Paper: The Declarative Imperative: Experiences and Conjectures in Distributed Logic

The Declarative Imperative: Experiences and Conjectures in Distributed Logic is written by UC Berkeley's Joseph Hellerstein for a keynote speech he gave at PODS. The video version of the talk is here. You may have heard about Mr. Hellerstein through the Berkeley Orders Of Magnitude project (BOOM), whose purpose is to help people build systems that are OOM (orders of magnitude) bigger than are building today, with OOM less effort than traditional programming methodologies. A noble goal which may be why BOOM was rated as a top 10 emerging technology for 2010 by MIT Technology Review. Quite an honor.

The motivation for the talk is a familiar one: it's a dark period for computer programming and if we don't learn how to write parallel programs the children of Moore's law will destroy us all. We have more and more processors, yet we are stuck on figuring out how the average programmer can exploit them. The BOOM solution is the Bloom language which is based on Dedalus:

Dedalus is a temporal logic language that serves as a clean foundation for Bloom. The key insight in Dedalus is that distributed programming is about time, not about space, and programmers should focus their attention on data, invariants, and changes in time. Issues of spatial layout are set aside where they belong: as performance details that need to be addressed as part of tuning, or managed by an optimizer. Dedalus is an evolution of our earlier Overlog language, which in turn was based in Datalog. Where Overlog had complicated operational semantics, Dedalus is pure temporal logic with no need for the programmer to understand the behavior of the interpreter/compiler

Dedalus is completely declarative and logic based. This is nothing like most us of are used to. I have to say the data flow language approach makes more intuitive sense to me, but I feel this is something that I should try to understand. Hopefully a Dummies book will be out soon :-)

Mr. Hellerstein wrote an overview of the paper in a blog post. What follows is from that post.

The goal of the talk is to: 1) summarize seven years of experience using logic to build distributed systems and network protocols (including P2, DSN, and recent BOOM work), and 2) set out some ideas about the foundations of distributed and parallel programming that fell out from that experience.

The big ideas he discusses in the paper are:

  1. The CALM Conjecture. CALM stands for “Consistency And Logical Monotonicity”. The conjecture maps out the systems that can be implemented in an eventually consistent fashion without any coordination or waiting across sites. The answer?
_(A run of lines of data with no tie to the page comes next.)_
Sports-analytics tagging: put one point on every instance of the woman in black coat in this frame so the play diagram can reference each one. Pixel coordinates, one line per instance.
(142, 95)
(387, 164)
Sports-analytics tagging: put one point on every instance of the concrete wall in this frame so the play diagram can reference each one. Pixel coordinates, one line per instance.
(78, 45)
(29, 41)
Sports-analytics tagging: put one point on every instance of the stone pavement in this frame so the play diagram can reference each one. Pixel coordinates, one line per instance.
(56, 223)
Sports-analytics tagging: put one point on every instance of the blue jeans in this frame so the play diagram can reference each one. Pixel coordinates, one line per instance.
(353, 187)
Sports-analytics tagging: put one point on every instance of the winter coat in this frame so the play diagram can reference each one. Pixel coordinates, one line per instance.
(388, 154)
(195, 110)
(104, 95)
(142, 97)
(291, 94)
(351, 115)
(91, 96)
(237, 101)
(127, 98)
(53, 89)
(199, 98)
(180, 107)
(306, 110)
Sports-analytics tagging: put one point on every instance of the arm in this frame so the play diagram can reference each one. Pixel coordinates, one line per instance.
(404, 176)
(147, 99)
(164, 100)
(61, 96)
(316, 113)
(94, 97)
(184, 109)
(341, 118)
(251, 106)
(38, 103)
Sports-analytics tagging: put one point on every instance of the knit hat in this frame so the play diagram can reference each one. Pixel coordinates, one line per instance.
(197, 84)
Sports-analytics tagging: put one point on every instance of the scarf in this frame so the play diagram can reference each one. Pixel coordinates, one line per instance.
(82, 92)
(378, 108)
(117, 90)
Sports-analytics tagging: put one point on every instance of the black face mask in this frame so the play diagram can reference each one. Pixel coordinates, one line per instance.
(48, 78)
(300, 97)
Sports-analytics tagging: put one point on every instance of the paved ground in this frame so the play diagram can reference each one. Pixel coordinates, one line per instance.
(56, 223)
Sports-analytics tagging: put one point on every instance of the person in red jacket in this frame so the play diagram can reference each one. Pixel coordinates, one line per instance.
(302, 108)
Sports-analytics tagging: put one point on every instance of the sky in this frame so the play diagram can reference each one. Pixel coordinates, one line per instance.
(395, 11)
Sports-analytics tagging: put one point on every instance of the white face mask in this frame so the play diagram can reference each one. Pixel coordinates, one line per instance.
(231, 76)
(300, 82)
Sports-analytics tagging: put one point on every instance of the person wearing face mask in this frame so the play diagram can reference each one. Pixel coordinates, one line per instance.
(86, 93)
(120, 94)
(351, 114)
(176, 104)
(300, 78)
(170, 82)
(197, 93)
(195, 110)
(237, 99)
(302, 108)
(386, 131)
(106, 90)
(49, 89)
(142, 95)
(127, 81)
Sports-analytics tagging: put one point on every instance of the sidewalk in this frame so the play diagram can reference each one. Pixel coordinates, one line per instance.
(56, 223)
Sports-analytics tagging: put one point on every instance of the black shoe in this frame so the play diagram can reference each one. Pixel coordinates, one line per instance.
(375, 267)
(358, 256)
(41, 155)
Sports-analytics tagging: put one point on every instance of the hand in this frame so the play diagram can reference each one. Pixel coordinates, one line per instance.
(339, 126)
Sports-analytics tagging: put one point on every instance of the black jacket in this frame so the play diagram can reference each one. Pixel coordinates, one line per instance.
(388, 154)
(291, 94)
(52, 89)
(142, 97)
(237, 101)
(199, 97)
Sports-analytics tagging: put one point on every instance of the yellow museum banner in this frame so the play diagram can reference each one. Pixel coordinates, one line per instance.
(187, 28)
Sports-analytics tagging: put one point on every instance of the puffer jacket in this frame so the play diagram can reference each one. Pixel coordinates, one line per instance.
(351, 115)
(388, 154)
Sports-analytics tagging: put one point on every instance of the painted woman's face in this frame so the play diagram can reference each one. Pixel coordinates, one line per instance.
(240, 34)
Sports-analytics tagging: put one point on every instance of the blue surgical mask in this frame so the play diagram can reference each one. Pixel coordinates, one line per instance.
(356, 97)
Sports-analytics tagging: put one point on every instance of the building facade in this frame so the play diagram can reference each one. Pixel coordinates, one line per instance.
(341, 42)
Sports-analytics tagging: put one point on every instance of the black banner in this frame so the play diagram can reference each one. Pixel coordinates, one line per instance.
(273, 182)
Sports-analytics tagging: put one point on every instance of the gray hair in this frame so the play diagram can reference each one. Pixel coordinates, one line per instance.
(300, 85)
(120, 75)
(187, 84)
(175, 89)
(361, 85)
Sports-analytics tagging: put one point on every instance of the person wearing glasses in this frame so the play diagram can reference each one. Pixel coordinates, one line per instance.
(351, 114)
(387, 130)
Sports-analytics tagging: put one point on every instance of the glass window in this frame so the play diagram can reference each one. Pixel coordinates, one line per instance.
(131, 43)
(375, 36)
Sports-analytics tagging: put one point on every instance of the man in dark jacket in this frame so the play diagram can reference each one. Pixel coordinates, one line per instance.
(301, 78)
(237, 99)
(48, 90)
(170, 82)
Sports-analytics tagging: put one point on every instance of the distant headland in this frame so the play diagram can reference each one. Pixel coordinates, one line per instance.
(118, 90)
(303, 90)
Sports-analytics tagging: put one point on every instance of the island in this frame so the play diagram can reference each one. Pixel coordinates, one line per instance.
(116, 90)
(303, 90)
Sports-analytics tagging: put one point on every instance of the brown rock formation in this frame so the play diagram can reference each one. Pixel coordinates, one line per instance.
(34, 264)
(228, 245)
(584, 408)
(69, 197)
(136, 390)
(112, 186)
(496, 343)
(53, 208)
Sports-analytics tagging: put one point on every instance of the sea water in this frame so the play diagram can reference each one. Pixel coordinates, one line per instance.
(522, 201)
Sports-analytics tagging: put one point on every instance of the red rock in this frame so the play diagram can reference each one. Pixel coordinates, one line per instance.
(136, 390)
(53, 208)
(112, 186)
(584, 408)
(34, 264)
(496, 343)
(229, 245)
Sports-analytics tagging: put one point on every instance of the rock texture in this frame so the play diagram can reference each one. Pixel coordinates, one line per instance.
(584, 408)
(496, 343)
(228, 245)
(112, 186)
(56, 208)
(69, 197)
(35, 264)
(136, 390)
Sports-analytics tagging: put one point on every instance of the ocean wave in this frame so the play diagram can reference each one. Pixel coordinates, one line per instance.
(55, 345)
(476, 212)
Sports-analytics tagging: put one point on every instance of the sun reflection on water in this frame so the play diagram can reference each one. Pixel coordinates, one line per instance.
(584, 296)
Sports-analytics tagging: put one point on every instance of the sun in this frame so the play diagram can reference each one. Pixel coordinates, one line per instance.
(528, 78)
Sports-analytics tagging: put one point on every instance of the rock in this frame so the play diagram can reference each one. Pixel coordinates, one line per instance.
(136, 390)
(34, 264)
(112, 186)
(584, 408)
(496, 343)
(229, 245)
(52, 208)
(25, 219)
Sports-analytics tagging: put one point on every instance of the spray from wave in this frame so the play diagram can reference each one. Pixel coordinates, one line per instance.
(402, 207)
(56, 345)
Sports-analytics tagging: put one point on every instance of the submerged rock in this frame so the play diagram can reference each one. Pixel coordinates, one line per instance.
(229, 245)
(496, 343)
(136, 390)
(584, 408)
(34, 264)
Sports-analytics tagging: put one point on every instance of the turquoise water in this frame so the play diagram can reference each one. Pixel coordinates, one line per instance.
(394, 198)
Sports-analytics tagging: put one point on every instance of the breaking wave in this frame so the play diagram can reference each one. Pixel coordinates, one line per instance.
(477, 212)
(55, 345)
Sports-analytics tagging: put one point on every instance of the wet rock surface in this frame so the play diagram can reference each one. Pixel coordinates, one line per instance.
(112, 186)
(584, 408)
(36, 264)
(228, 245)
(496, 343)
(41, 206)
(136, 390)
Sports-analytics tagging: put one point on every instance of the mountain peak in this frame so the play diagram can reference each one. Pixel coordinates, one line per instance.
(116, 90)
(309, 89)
Systems that can be expressed in monotonic logic.  As a somewhat simplified rubric, this includes systems that (a) do append-only updates (no overwriting) and (b) never try to aggregate data across sites via counting, summing, voting, finding a max or min, etc.  (This is more restrictive than what CALM intends: these behaviors can in fact be “used” monotonically in special cases.  More on that another day.)  Interestingly, cross-site joins and recursion are included: these are monotonic operations and can easily be implemented in an eventually consistent, streaming fashion.
  2. The CRON Conjecture. CRON stands for “Causality Required Only for Non-Monotonicity”.  It’s an extension or corollary of CALM to address classic distributed systems complexities of coordinating clocks across machines (Lamport’s famous foundations and follow-ons).  It basically says that you can toss out all of that distributed clocks stuff if your program is monotonic (a corollary of CALM), and also says that you need that stuff if the results you ship between machines are involved in non-monotonic operations—again, aggregation and state overwrites are the standard examples. As a side-note, it also argues that monotonic systems will work correctly even if messages are delivered at an earlier time than they are sent!  (If you think this sounds nuts, think about restarting a process but reusing its message logs from earlier runs to save work.)
  3. The Fateful Time Conjecture. This one is more cosmic — it tries to explain the underlying purpose of Time in computing (and maybe in general).  The basic idea is that Time (meaning both the sequentiality of program steps in a single “thread”, and coordination of steps across threads/machines) is needed for only one purpose: to prevent multiple possible states from co-occurring. I.e. the purpose of time is to seal fate at each instantaneous moment. What happens if you don’t seal fate?  One of two things: (a) logically impossible things like “P and Not P” co-occur, or (b) multiple non-deterministic choices among valid possibilities co-occur (so-called “multiple worlds”). I’m claiming that if you are using synchronization in a program — i.e. preventing things from happening in parallel — then you should convince yourself that the parallelism you avoided would have led to those conditions.  Otherwise you are Wasting Time.  (Did you think through this the last time you wrote a two consecutive lines in Java/Python/C?  I didn’t think so.  Hopefully Bloom will help automate that thinking for you!)